Abby looked at Marsh. He was unconscious, no help with Fargo. Then she remembered the animal leaning against her thigh when she and Marsh were arguing.
She staggered upright and was relieved when Rick’s hand was there to steady her. “I might be able to talk to the dog.”
She went to Fargo but didn’t touch him. “Hello, guy. It’s me, Abby. Puppy’s mom. Remember? You are such a wonderful doggie. I’m sorry I ever doubted you.” She talked to him in a gentle, soft manner, telling him over and over how wonderful he was. He remained frozen in position, but his ears twitched as she talked. The growling slowly lessened, then stilled. His tail trembled.
“Come here, Fargo, baby.” She went to her knees, holding out her hand. “Let the police take care of the bad man. You just come to me and let me hug you.” He looked at her, his eyes filled with emotions she couldn’t decipher. “Come here, guy. I’ll take you to Marsh.”

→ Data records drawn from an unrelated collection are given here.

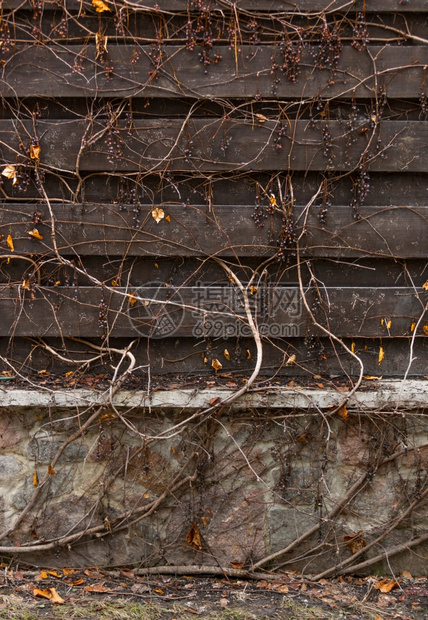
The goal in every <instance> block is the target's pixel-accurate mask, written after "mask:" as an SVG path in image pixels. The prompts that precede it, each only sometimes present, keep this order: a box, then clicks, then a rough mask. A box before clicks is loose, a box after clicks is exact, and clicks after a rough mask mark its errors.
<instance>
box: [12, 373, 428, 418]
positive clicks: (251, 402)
mask: <svg viewBox="0 0 428 620" xmlns="http://www.w3.org/2000/svg"><path fill="white" fill-rule="evenodd" d="M233 393H234V390H232V389H228V388H224V387H210V388H194V389H192V388H184V389H176V388H174V389H170V390H168V389H164V388H162V389H159V388H157V389H156V390H154V391H152V392H151V393H150V394H148V393H147V391H143V390H121V391H120V392H118V393H117V394H116V395H115V396H114V398H113V403H114V406H115V407H117V408H118V409H119V410H121V411H124V410H128V409H141V410H148V411H155V410H158V411H162V410H178V411H181V410H184V411H197V410H200V409H206V408H208V407H210V406H211V405H213V404H220V402H221V401H222V400H224V399H226V398H228V397H230V396H231V395H232V394H233ZM106 394H107V392H104V393H103V392H101V391H100V392H98V391H96V390H88V389H80V388H79V389H77V388H70V389H68V390H63V389H59V390H49V389H46V388H45V389H41V388H39V389H31V390H30V389H26V390H23V389H15V388H10V387H9V388H3V387H2V388H0V409H3V410H4V409H8V410H16V411H18V410H21V411H22V410H26V409H29V408H31V409H34V408H36V409H40V408H49V409H76V408H79V409H85V408H88V407H94V406H97V405H100V404H102V403H103V402H105V397H106ZM344 397H346V392H342V391H339V390H335V389H334V388H324V389H323V388H306V387H300V386H294V387H290V386H273V387H272V386H270V387H266V388H263V389H262V388H257V389H254V390H250V391H249V392H247V393H246V394H244V395H242V396H241V397H240V398H239V399H238V400H237V401H235V402H234V403H232V405H229V406H228V411H245V410H248V409H271V410H296V409H300V410H306V411H308V410H309V411H313V412H316V411H317V410H319V411H328V410H329V409H330V408H332V407H334V406H336V405H338V404H339V403H340V402H341V401H342V400H343V398H344ZM217 399H219V400H217ZM427 400H428V381H425V380H409V379H406V380H405V381H403V380H380V381H371V382H370V385H368V382H365V383H364V386H363V387H361V388H360V389H359V390H358V391H357V392H356V393H355V394H354V395H353V396H352V397H351V398H350V399H349V402H348V405H347V406H348V409H350V410H361V411H364V410H381V411H389V412H393V411H395V410H403V409H408V410H415V409H421V408H427Z"/></svg>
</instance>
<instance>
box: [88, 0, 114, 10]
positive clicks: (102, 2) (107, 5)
mask: <svg viewBox="0 0 428 620" xmlns="http://www.w3.org/2000/svg"><path fill="white" fill-rule="evenodd" d="M92 4H93V6H94V7H95V10H96V12H97V13H104V11H111V8H110V7H109V5H108V4H106V3H105V2H103V1H102V0H92Z"/></svg>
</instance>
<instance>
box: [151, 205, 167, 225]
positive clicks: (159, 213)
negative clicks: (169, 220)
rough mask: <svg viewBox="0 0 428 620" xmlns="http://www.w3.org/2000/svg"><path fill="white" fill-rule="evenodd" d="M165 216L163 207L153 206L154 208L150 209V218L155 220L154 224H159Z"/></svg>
mask: <svg viewBox="0 0 428 620" xmlns="http://www.w3.org/2000/svg"><path fill="white" fill-rule="evenodd" d="M164 217H165V211H164V210H163V209H161V208H160V207H155V208H154V209H152V218H153V219H154V220H155V222H156V224H159V222H160V221H161V220H162V219H163V218H164Z"/></svg>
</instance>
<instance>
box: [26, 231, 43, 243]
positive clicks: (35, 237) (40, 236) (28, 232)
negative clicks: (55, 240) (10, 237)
mask: <svg viewBox="0 0 428 620" xmlns="http://www.w3.org/2000/svg"><path fill="white" fill-rule="evenodd" d="M28 234H29V235H30V237H33V239H38V240H39V241H41V240H42V239H43V235H41V234H40V233H39V231H38V230H37V228H33V230H29V231H28Z"/></svg>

Whether it was the magic of Marsh’s name or just Fargo’s tiring of guard duty, she didn’t know, but he stepped away from the whimpering man in the sand and came to her. She wrapped her arms around his warm, solid body and hugged him. He rested his
chin on her shoulder, hugging her back.
The man in black was hauled unceremoniously to his feet. Greg ripped his ski mask away. There were gasps all around when they saw who it was, gasps from everyone but Abby, who had known.
She stared up at him. “I probably would never have remembered, you know.”

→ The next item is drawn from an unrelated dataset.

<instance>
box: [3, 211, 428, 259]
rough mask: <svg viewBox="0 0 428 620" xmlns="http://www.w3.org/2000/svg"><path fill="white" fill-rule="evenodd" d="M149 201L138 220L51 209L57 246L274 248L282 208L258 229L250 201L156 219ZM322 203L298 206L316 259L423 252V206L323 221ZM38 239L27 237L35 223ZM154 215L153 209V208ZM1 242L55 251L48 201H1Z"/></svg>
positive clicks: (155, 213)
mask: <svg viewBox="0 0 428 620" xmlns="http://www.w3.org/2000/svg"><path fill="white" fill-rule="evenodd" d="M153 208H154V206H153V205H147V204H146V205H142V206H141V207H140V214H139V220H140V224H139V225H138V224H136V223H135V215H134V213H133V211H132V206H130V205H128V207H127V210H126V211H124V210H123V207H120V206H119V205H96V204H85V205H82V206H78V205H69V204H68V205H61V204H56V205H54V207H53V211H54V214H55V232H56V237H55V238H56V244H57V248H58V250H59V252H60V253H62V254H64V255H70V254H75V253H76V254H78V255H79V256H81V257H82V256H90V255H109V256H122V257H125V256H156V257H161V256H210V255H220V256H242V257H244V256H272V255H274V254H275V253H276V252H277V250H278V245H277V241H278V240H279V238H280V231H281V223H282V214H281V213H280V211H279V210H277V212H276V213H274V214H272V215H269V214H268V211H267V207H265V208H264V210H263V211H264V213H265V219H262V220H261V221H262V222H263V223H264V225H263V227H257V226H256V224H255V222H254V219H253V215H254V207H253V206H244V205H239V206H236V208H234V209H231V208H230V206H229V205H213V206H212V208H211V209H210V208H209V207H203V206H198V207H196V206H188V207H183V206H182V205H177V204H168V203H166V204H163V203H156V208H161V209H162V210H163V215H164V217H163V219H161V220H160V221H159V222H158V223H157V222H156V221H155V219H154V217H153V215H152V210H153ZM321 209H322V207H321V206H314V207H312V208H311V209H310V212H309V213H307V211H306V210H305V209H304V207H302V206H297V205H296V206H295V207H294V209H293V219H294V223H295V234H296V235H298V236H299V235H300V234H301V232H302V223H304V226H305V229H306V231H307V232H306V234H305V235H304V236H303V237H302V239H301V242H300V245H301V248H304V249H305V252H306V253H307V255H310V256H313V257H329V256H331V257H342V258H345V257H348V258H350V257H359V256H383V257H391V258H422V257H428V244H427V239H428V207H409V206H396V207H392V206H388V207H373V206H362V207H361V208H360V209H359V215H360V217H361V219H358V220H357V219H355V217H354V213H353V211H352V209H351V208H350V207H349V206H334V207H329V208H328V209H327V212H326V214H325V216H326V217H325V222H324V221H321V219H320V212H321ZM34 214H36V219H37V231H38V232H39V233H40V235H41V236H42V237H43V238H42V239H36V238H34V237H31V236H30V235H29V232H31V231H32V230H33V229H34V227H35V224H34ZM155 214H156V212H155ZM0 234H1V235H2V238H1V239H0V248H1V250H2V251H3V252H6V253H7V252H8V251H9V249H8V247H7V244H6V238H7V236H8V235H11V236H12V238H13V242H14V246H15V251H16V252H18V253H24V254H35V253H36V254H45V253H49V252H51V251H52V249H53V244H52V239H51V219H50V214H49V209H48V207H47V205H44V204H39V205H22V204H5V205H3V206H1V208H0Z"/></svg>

“We couldn’t take that chance.”
“We?”
“This is about the hit-and-run?” Greg Barnes asked, astonished.
Abby nodded. “Ironically it was him chasing us tonight that jogged whatever was blocking my recall. I do now remember that black car.” She looked into Sean McCoy Schofield’s face. “And the vanity license plate. KID DOC.”
A
BBY STEPPED BACK
as Sean was cuffed and read his rights. As she did so, she lost her balance, strained with Fargo’s great weight resting against her. Rick reached out and grabbed her arm, steadying her. She smiled her thanks automatically, her eyes seeking out Marsh once again.
“It’s all your fault!” Sean suddenly screamed at her.
Abby flinched but didn’t acknowledge the hit.
“Shut up.” Greg grabbed him, pulling him across the sand.
Sean struggled, twisting and turning, bucking and kicking. He screamed over his shoulder, “I was just protecting myself. It’s self-defense! It’s all her fault!”
“I’d like to see him sell that to the judge and jury,” Rick muttered in Abby’s ear.
“It is my fault.” Abby wrapped her arms about herself, trying to get warm. Her shivers made her voice sound wobbly. “He wanted to shoot me, but I lost my footing. Marsh reached for me, and he got shot.” A harsh sob closed her throat. She swallowed. “It really is my fault.” Her voice was a mere whisper.